During his tenure, Paramount released a succession of successful films, including A Quiet Place (2018), Mission: Impossible – Fallout (2018), Rocketman (2019), and Sonic the Hedgehog (2020). He put into production the box office blockbuster Top Gun: Maverick (2022), as well as Sonic the Hedgehog 2 (2022), A Quiet Place Part II (2021), IF (2024), The Lost City (2022), Mission: Impossible – Dead Reckoning Part One (2023), and Mission: Impossible – The Final Reckoning (2025). Gianopulos was also responsible for the expansion of Paramount Television Studios, including the release of The Offer, a drama series about the making of The Godfather, as well as Shantaram, Fatal Attraction, and many other series.

It was announced that CBS and Viacom (parent company of Paramount Pictures) would recombine as ViacomCBS in December 2019. Jim Gianopulos was confirmed to continue on as chairman and CEO of Paramount Pictures under the merged ViacomCBS. Gianopulos left Paramount in September 2021 and was replaced by Nickelodeon president Brian Robbins.

=== Boards Associations ===
Gianopulos serves as chairman of the board of directors of the Motion Picture & Television Fund. He is also on the board of the X Prize Foundation as well as the board of the University of Southern California School of Cinematic Arts, where he is also an adjunct professor.
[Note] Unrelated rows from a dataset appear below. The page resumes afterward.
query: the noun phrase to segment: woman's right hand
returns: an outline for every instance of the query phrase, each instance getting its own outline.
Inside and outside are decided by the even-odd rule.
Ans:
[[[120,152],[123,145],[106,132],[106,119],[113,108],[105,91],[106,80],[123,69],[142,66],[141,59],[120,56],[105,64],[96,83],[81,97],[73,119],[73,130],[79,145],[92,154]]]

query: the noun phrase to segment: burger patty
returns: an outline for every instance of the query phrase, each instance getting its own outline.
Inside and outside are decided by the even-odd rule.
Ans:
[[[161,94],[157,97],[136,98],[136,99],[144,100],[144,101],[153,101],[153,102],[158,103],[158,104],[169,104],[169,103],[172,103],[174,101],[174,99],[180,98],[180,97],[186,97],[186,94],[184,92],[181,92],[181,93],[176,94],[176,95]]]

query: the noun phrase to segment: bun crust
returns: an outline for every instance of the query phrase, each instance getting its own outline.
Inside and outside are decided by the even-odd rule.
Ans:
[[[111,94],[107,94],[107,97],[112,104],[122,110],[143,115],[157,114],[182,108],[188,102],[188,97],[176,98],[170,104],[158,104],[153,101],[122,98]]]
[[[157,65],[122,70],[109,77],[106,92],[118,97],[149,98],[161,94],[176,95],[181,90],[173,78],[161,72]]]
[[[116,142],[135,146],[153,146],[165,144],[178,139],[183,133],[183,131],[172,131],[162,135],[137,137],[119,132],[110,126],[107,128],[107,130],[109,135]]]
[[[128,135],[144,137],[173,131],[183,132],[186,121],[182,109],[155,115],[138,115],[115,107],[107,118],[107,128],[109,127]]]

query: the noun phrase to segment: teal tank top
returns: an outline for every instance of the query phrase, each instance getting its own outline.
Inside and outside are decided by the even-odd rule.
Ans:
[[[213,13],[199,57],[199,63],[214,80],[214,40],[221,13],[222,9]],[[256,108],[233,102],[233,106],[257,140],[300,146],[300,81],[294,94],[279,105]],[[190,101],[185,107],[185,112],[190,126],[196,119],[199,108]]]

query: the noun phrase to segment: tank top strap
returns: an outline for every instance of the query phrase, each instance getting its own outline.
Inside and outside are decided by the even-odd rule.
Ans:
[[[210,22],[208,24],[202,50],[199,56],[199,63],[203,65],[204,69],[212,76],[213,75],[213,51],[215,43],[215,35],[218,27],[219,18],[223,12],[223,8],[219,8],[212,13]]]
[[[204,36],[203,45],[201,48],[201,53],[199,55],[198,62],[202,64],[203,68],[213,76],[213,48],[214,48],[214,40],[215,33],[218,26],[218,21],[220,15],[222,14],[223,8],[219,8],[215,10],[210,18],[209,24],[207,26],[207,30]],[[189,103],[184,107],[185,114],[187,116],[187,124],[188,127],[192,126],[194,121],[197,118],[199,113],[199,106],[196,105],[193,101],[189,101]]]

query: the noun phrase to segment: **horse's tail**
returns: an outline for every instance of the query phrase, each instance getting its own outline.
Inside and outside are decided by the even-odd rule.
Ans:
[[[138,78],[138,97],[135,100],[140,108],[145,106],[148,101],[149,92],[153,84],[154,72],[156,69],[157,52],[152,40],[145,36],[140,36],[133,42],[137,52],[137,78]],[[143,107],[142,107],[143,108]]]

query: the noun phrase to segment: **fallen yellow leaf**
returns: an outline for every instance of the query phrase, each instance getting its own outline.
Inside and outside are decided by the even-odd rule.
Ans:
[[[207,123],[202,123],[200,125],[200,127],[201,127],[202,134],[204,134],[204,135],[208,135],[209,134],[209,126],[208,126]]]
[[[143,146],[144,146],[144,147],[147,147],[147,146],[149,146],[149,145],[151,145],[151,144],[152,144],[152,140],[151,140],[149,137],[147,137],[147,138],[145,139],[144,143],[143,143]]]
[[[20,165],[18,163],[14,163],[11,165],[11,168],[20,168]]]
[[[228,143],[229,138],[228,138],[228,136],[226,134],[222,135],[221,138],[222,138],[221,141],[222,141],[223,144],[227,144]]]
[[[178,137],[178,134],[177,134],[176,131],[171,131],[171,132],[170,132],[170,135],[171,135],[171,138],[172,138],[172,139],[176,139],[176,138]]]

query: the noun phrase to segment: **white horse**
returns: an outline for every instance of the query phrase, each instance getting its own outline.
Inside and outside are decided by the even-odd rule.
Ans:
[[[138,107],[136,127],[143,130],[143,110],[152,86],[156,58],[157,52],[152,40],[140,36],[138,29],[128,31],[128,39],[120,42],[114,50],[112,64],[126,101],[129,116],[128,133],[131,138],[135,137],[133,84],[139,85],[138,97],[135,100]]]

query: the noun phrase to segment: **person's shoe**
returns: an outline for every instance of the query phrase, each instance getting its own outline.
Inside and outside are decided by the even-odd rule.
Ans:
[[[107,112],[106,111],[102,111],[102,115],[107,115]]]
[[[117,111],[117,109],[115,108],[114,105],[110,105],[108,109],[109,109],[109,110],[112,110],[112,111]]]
Gianopulos also serves as a member of the board of trustees of the Academy Museum of Motion Pictures, where he also serves as its treasurer.

=== Awards and recognition ===
Gianopulos has received numerous accolades and recognition for his contributions to the entertainment industry, including the Simon Wiesenthal Center's Humanitarian Award in 2013, the Will Rogers Motion Picture Pioneers Foundation's 2015 Pioneer of the Year award, and the Producers Guild of America Milestone Award in 2016.

==Personal life==
He is married to Ann Gianopulos. They have three daughters named Mimi, Alexa, and Niki.